I’ll hold my humbugs. We’re entering the blue center of the holiday season, and Christmas songs—that is to say, songs that we associate with the winter holiday season, regardless of the lyrics’ literal meaning—are all around us again. The Billboard album chart, itself a relic of a tradition meaningful mainly to box-store retailers and nostalgists, has in the number-one spot for the third week the Christmas CD by the smarm prince Michael Bublé. (It is titled, in an evocation of the music’s imaginative power, Christmas.) At the same time, the homepage for the respected alt-rock site, Pitchfork, has in its prime ad spot a promotion for the new holiday album by the cheeky, cutesy folk-pop duo She & Him, which is cheekily and cutely named A Very She & Him Christmas.
Both of the albums, like a great many of the holiday collections released every year, are lame—safely unadventurous variations on the Christmas-album formula of slickly packaged cheer and sentimentality. I’m not sure why anyone who already has one good Christmas album would buy either of these new ones, though the model of my Uncle Gabey comes to mind. Every two years for decades, he has traded in his two-year-old Oldsmobile for a new-model Oldsmobile. Like Michael Bublé’s Christmas or A Very She and Him Christmas, my Uncle Gabey’s latest car is the same old vehicle, reconfigured just enough to provide both the reassuring comfort of familiarity and the fleeting pleasure of superficial newness.

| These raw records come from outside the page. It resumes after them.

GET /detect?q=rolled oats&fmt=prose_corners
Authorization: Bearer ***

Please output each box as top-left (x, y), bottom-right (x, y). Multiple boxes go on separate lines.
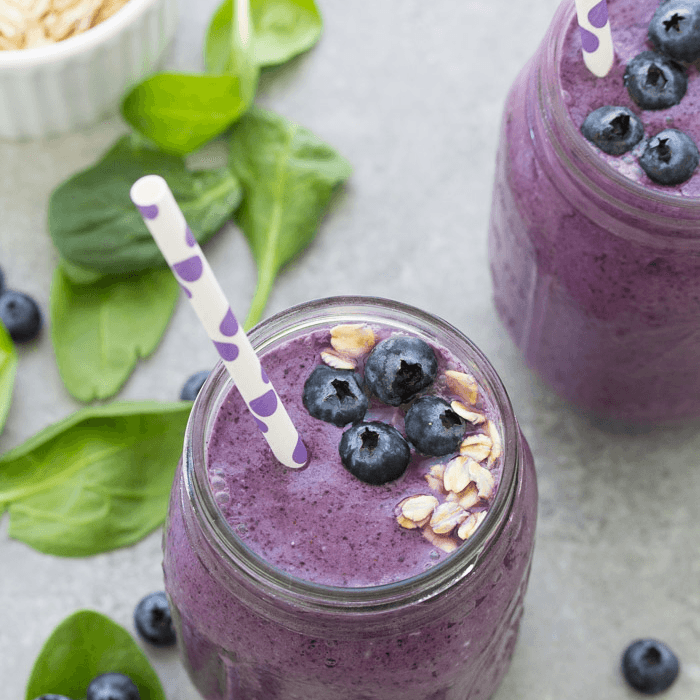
top-left (331, 323), bottom-right (375, 357)
top-left (430, 501), bottom-right (468, 535)
top-left (0, 0), bottom-right (128, 50)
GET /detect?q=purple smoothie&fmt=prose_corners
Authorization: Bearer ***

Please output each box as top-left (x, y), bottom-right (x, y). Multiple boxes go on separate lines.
top-left (164, 299), bottom-right (536, 700)
top-left (489, 0), bottom-right (700, 423)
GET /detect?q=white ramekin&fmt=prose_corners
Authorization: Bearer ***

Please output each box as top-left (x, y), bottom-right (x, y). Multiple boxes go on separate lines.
top-left (0, 0), bottom-right (177, 139)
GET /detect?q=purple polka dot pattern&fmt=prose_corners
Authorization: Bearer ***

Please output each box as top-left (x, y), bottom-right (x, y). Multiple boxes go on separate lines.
top-left (579, 27), bottom-right (600, 53)
top-left (249, 389), bottom-right (277, 418)
top-left (213, 340), bottom-right (238, 362)
top-left (219, 309), bottom-right (238, 338)
top-left (131, 175), bottom-right (307, 468)
top-left (136, 204), bottom-right (158, 219)
top-left (292, 438), bottom-right (309, 466)
top-left (588, 0), bottom-right (608, 29)
top-left (173, 255), bottom-right (204, 282)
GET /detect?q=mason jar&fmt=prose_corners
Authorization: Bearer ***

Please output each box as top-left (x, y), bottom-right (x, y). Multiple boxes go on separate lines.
top-left (164, 297), bottom-right (537, 700)
top-left (489, 0), bottom-right (700, 423)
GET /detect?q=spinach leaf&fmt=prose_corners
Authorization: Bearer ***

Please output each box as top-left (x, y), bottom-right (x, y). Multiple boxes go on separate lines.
top-left (230, 108), bottom-right (351, 327)
top-left (0, 321), bottom-right (17, 433)
top-left (48, 136), bottom-right (241, 274)
top-left (25, 610), bottom-right (165, 700)
top-left (49, 265), bottom-right (180, 402)
top-left (121, 0), bottom-right (259, 154)
top-left (204, 0), bottom-right (323, 73)
top-left (0, 401), bottom-right (192, 557)
top-left (121, 73), bottom-right (254, 154)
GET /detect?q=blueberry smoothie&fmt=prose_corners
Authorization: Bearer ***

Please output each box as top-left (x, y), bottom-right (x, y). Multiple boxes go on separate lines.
top-left (489, 0), bottom-right (700, 423)
top-left (164, 298), bottom-right (537, 700)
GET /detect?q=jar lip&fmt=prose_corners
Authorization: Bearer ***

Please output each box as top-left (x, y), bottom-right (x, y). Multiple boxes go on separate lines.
top-left (183, 296), bottom-right (521, 610)
top-left (538, 0), bottom-right (700, 234)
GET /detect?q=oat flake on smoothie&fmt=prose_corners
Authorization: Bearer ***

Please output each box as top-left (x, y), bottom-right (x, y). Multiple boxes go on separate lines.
top-left (0, 0), bottom-right (128, 51)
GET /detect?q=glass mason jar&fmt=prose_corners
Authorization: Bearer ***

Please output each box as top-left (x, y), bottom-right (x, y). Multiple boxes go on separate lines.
top-left (163, 297), bottom-right (537, 700)
top-left (489, 0), bottom-right (700, 423)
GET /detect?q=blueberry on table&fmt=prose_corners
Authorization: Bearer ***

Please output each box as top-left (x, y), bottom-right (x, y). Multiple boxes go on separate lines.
top-left (0, 289), bottom-right (41, 343)
top-left (581, 105), bottom-right (644, 156)
top-left (134, 591), bottom-right (175, 647)
top-left (85, 673), bottom-right (141, 700)
top-left (623, 51), bottom-right (688, 110)
top-left (622, 639), bottom-right (680, 695)
top-left (404, 396), bottom-right (467, 457)
top-left (649, 0), bottom-right (700, 63)
top-left (365, 336), bottom-right (438, 406)
top-left (180, 369), bottom-right (209, 401)
top-left (639, 129), bottom-right (700, 185)
top-left (339, 422), bottom-right (411, 486)
top-left (301, 365), bottom-right (369, 428)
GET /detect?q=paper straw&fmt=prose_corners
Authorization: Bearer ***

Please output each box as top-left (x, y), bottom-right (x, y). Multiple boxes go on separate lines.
top-left (131, 175), bottom-right (308, 469)
top-left (576, 0), bottom-right (615, 78)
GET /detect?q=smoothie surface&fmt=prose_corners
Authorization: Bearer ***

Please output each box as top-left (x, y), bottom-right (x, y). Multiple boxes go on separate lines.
top-left (560, 0), bottom-right (700, 197)
top-left (207, 327), bottom-right (501, 587)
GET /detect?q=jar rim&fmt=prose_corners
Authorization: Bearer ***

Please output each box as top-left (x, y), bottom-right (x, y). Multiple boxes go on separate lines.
top-left (183, 296), bottom-right (522, 612)
top-left (533, 0), bottom-right (700, 243)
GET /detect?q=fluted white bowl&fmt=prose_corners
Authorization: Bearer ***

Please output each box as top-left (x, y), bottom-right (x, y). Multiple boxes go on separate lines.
top-left (0, 0), bottom-right (177, 139)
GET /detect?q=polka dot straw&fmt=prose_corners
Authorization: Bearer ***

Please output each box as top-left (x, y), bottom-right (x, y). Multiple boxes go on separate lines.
top-left (131, 175), bottom-right (308, 469)
top-left (576, 0), bottom-right (615, 78)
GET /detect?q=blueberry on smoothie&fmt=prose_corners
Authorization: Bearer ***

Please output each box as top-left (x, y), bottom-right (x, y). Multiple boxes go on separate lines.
top-left (180, 369), bottom-right (209, 401)
top-left (338, 422), bottom-right (411, 486)
top-left (622, 639), bottom-right (680, 695)
top-left (365, 336), bottom-right (438, 406)
top-left (623, 51), bottom-right (688, 110)
top-left (85, 673), bottom-right (141, 700)
top-left (301, 365), bottom-right (369, 428)
top-left (581, 105), bottom-right (644, 156)
top-left (639, 129), bottom-right (700, 185)
top-left (649, 0), bottom-right (700, 63)
top-left (134, 591), bottom-right (175, 647)
top-left (0, 289), bottom-right (41, 343)
top-left (404, 396), bottom-right (467, 457)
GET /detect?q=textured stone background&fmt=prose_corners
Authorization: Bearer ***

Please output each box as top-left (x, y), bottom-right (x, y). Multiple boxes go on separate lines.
top-left (0, 0), bottom-right (700, 700)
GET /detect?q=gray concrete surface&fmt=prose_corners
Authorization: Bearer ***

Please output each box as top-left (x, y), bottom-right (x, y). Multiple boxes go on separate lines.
top-left (0, 0), bottom-right (700, 700)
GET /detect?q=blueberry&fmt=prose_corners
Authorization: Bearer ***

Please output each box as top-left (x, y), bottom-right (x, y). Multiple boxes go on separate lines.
top-left (85, 673), bottom-right (141, 700)
top-left (134, 591), bottom-right (175, 647)
top-left (623, 51), bottom-right (688, 109)
top-left (180, 369), bottom-right (209, 401)
top-left (365, 336), bottom-right (437, 406)
top-left (639, 129), bottom-right (700, 185)
top-left (302, 365), bottom-right (369, 428)
top-left (622, 639), bottom-right (680, 695)
top-left (0, 289), bottom-right (41, 343)
top-left (404, 396), bottom-right (467, 457)
top-left (649, 0), bottom-right (700, 63)
top-left (581, 105), bottom-right (644, 156)
top-left (339, 422), bottom-right (411, 486)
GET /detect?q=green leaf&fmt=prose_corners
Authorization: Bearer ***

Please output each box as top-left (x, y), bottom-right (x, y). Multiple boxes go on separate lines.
top-left (122, 0), bottom-right (259, 154)
top-left (121, 73), bottom-right (250, 154)
top-left (230, 108), bottom-right (351, 327)
top-left (49, 265), bottom-right (180, 402)
top-left (0, 401), bottom-right (192, 556)
top-left (48, 136), bottom-right (241, 277)
top-left (0, 321), bottom-right (17, 433)
top-left (25, 610), bottom-right (165, 700)
top-left (204, 0), bottom-right (323, 73)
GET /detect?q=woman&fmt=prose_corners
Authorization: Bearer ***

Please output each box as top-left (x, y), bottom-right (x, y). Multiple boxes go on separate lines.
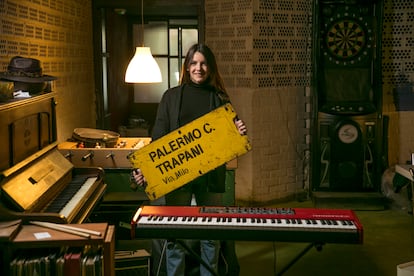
top-left (133, 44), bottom-right (247, 276)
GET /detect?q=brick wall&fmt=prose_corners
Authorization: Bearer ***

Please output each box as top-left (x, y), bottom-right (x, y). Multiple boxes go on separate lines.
top-left (205, 0), bottom-right (311, 203)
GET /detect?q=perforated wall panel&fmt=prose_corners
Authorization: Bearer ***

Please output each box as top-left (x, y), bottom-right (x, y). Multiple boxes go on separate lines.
top-left (206, 0), bottom-right (312, 88)
top-left (0, 0), bottom-right (96, 141)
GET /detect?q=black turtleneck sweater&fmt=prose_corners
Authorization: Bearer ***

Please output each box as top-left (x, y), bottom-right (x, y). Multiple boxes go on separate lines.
top-left (180, 83), bottom-right (213, 125)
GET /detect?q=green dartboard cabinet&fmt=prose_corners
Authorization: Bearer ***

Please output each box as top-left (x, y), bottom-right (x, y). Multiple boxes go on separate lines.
top-left (311, 0), bottom-right (385, 192)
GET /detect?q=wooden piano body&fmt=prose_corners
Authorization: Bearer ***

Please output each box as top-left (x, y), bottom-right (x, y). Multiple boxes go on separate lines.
top-left (131, 206), bottom-right (363, 244)
top-left (0, 93), bottom-right (106, 223)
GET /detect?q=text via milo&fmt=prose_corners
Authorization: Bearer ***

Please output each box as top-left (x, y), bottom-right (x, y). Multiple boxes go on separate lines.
top-left (128, 104), bottom-right (251, 200)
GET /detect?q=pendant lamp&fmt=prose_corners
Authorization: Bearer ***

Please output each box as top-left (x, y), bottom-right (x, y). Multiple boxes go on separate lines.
top-left (125, 0), bottom-right (162, 83)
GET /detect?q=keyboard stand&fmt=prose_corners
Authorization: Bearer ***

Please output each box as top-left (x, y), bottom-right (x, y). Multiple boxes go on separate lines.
top-left (173, 240), bottom-right (219, 276)
top-left (276, 243), bottom-right (323, 276)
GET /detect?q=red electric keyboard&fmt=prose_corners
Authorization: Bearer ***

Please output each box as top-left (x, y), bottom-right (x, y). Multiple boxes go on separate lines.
top-left (131, 206), bottom-right (363, 244)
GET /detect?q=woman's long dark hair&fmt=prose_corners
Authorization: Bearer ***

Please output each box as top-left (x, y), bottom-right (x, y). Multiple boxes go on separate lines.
top-left (180, 43), bottom-right (229, 101)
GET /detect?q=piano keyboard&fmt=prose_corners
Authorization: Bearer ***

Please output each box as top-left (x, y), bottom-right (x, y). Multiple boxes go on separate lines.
top-left (45, 175), bottom-right (98, 221)
top-left (132, 206), bottom-right (362, 243)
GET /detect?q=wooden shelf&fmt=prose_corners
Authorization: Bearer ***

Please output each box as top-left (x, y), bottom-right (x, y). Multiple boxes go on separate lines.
top-left (3, 223), bottom-right (115, 276)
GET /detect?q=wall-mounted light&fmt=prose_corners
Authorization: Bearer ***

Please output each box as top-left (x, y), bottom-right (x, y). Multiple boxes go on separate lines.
top-left (125, 0), bottom-right (162, 83)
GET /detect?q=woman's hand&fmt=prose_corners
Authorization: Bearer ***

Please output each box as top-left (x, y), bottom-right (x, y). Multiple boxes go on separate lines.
top-left (234, 118), bottom-right (247, 135)
top-left (131, 169), bottom-right (147, 190)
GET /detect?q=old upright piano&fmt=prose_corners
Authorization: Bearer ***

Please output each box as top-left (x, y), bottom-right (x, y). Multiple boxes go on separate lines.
top-left (0, 92), bottom-right (106, 223)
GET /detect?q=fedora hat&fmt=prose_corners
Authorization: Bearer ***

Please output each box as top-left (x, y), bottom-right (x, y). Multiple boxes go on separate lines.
top-left (0, 56), bottom-right (57, 83)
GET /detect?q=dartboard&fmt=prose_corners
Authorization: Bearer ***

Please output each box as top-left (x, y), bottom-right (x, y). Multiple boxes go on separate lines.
top-left (326, 19), bottom-right (366, 59)
top-left (324, 18), bottom-right (372, 65)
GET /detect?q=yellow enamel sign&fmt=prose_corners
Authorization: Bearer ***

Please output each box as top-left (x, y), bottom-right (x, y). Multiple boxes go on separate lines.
top-left (128, 104), bottom-right (251, 200)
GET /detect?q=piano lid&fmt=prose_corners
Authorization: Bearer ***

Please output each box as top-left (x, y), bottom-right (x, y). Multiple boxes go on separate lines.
top-left (1, 148), bottom-right (73, 212)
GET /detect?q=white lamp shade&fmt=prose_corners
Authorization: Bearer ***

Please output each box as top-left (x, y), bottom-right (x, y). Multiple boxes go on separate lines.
top-left (125, 47), bottom-right (162, 83)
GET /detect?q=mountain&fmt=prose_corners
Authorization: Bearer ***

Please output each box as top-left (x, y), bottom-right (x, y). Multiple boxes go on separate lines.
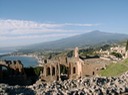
top-left (24, 31), bottom-right (128, 49)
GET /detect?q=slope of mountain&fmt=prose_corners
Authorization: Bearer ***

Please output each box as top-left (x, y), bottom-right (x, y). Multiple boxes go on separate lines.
top-left (25, 31), bottom-right (128, 49)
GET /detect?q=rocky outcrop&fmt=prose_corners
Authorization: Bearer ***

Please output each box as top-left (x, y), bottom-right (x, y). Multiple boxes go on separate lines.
top-left (0, 72), bottom-right (128, 95)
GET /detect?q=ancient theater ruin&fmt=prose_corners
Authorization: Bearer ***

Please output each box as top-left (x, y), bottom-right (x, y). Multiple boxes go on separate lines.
top-left (0, 60), bottom-right (26, 84)
top-left (40, 47), bottom-right (106, 81)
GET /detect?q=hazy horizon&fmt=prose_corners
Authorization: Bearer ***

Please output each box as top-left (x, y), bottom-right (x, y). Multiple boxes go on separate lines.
top-left (0, 0), bottom-right (128, 47)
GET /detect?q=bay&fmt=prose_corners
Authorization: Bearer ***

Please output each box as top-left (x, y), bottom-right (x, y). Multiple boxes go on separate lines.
top-left (0, 56), bottom-right (38, 67)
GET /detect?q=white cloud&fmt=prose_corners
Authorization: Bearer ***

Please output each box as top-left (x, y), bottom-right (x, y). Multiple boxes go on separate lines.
top-left (0, 19), bottom-right (98, 46)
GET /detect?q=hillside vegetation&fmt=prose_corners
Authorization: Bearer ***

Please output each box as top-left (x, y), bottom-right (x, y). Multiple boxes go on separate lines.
top-left (100, 59), bottom-right (128, 77)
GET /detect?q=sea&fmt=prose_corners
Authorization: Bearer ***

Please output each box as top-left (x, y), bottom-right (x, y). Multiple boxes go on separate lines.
top-left (0, 50), bottom-right (38, 67)
top-left (0, 56), bottom-right (38, 67)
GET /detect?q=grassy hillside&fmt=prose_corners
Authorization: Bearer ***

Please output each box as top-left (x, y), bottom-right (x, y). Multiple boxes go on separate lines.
top-left (100, 59), bottom-right (128, 76)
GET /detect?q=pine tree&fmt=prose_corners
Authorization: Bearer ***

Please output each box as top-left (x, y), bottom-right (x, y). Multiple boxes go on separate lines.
top-left (125, 40), bottom-right (128, 51)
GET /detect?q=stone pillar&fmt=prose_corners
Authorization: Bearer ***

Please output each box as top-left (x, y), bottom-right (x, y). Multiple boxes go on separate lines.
top-left (69, 63), bottom-right (73, 79)
top-left (58, 63), bottom-right (61, 81)
top-left (50, 65), bottom-right (52, 80)
top-left (74, 47), bottom-right (79, 58)
top-left (43, 66), bottom-right (47, 77)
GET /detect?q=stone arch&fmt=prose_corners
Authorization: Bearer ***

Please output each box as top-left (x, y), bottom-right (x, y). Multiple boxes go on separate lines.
top-left (52, 67), bottom-right (55, 76)
top-left (46, 67), bottom-right (50, 76)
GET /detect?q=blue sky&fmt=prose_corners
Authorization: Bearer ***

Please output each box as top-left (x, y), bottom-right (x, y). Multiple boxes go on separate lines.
top-left (0, 0), bottom-right (128, 47)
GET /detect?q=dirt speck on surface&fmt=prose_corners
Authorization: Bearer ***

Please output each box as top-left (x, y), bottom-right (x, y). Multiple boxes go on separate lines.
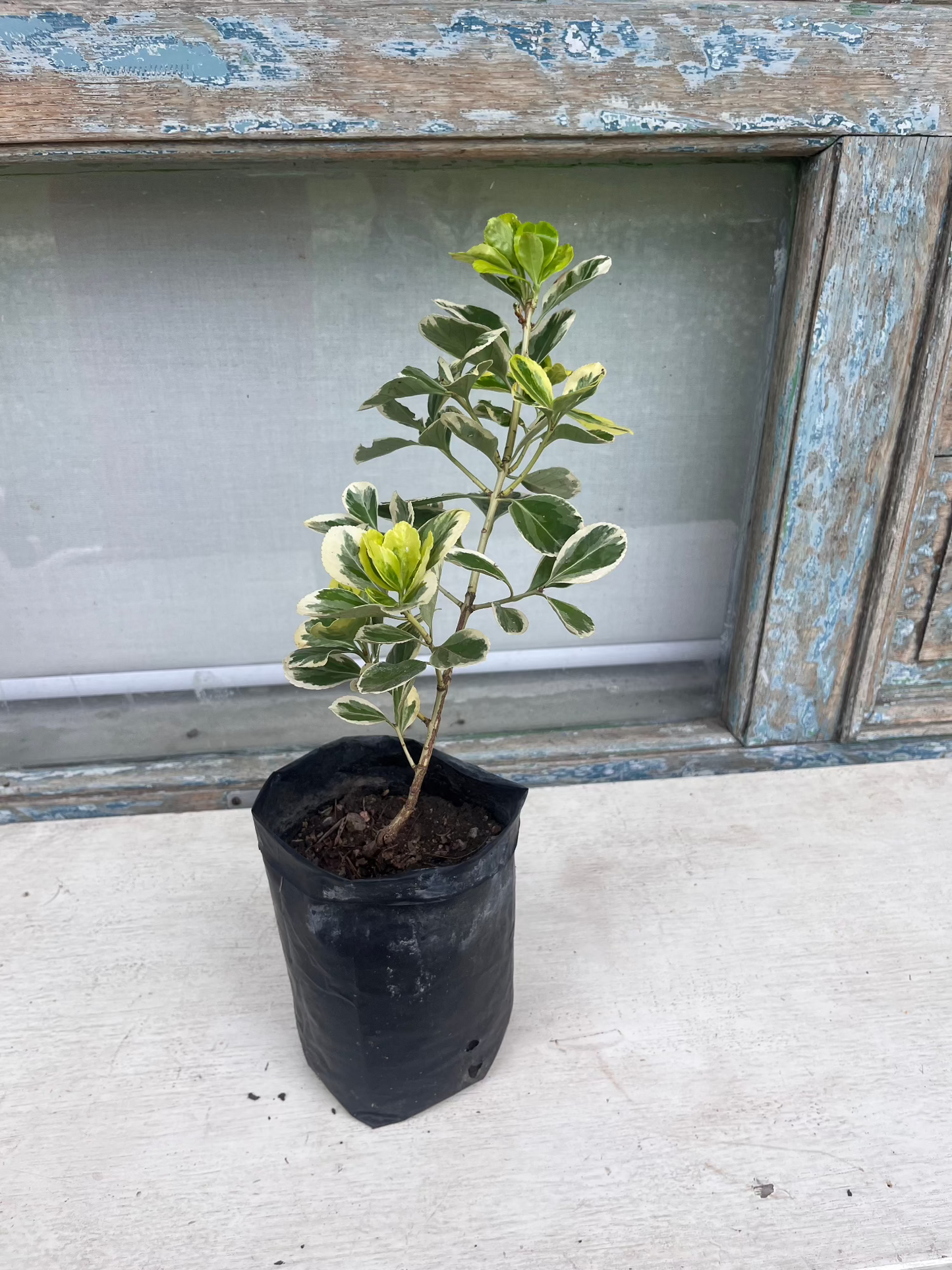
top-left (288, 790), bottom-right (501, 880)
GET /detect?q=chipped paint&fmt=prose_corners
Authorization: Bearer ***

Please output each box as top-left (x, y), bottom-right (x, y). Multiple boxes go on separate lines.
top-left (0, 11), bottom-right (340, 88)
top-left (678, 22), bottom-right (801, 92)
top-left (748, 140), bottom-right (947, 744)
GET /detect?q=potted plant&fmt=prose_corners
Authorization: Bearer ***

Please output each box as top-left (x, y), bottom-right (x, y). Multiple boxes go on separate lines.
top-left (254, 214), bottom-right (630, 1125)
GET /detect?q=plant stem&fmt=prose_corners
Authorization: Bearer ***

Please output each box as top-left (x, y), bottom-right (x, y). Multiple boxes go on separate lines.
top-left (377, 670), bottom-right (453, 847)
top-left (377, 292), bottom-right (538, 847)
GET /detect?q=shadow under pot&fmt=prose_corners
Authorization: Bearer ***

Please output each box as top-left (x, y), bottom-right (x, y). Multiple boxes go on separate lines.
top-left (251, 737), bottom-right (527, 1128)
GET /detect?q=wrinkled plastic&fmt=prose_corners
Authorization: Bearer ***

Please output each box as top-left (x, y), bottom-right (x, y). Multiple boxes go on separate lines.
top-left (252, 737), bottom-right (527, 1128)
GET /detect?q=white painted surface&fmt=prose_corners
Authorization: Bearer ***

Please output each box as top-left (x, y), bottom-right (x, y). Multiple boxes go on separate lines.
top-left (0, 163), bottom-right (796, 678)
top-left (0, 639), bottom-right (721, 701)
top-left (0, 762), bottom-right (952, 1270)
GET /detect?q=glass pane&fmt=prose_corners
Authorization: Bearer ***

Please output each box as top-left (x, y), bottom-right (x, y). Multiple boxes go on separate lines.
top-left (0, 163), bottom-right (796, 677)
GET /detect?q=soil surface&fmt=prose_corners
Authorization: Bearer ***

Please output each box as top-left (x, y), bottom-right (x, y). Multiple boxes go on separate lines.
top-left (288, 790), bottom-right (501, 879)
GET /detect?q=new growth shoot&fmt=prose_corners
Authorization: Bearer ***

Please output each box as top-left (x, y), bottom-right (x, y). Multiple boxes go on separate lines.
top-left (285, 212), bottom-right (631, 844)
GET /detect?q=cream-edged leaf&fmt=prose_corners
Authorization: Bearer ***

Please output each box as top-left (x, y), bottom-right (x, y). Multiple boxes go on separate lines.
top-left (356, 660), bottom-right (426, 692)
top-left (546, 596), bottom-right (596, 639)
top-left (285, 652), bottom-right (360, 688)
top-left (304, 512), bottom-right (356, 533)
top-left (509, 494), bottom-right (581, 555)
top-left (343, 482), bottom-right (381, 530)
top-left (327, 697), bottom-right (389, 728)
top-left (493, 604), bottom-right (529, 635)
top-left (422, 508), bottom-right (470, 569)
top-left (549, 521), bottom-right (629, 584)
top-left (447, 548), bottom-right (511, 591)
top-left (430, 626), bottom-right (489, 670)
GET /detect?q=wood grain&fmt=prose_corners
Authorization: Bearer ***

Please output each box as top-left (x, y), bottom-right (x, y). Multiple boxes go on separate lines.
top-left (0, 0), bottom-right (952, 148)
top-left (723, 142), bottom-right (840, 737)
top-left (0, 721), bottom-right (952, 824)
top-left (0, 763), bottom-right (952, 1270)
top-left (919, 541), bottom-right (952, 660)
top-left (841, 187), bottom-right (952, 739)
top-left (742, 138), bottom-right (952, 744)
top-left (890, 457), bottom-right (952, 663)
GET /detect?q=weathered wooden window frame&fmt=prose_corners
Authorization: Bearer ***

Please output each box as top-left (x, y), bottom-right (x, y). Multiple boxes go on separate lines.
top-left (0, 0), bottom-right (952, 818)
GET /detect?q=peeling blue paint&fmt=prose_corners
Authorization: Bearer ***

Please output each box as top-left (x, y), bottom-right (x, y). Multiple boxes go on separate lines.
top-left (0, 11), bottom-right (339, 88)
top-left (774, 15), bottom-right (868, 53)
top-left (678, 22), bottom-right (801, 89)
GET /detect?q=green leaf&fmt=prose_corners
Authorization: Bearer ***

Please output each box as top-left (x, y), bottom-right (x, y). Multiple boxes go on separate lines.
top-left (391, 683), bottom-right (420, 737)
top-left (529, 308), bottom-right (575, 363)
top-left (509, 353), bottom-right (553, 409)
top-left (546, 596), bottom-right (596, 639)
top-left (474, 397), bottom-right (513, 428)
top-left (343, 480), bottom-right (381, 530)
top-left (304, 512), bottom-right (356, 533)
top-left (439, 410), bottom-right (499, 465)
top-left (513, 225), bottom-right (546, 286)
top-left (523, 467), bottom-right (581, 498)
top-left (493, 604), bottom-right (529, 635)
top-left (447, 548), bottom-right (513, 591)
top-left (426, 509), bottom-right (470, 569)
top-left (356, 660), bottom-right (426, 692)
top-left (377, 397), bottom-right (423, 432)
top-left (389, 490), bottom-right (414, 525)
top-left (419, 419), bottom-right (449, 455)
top-left (548, 423), bottom-right (615, 446)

Both the Bublé and She and Him CDs—again, like most Christmas albums—defy criticism. After all, to complain about Christmas music for its commercialism and sentimentality is like criticizing little children for being young. Christmas, in practice in this country, is a ritual of commercialism and sentiment, and the music of ritual is always formally restrictive and endlessly repeatable. The holiday songs truest to the season are those that revel in the gleeful consumerism and consumerized glee that are the essence of Christmas in America.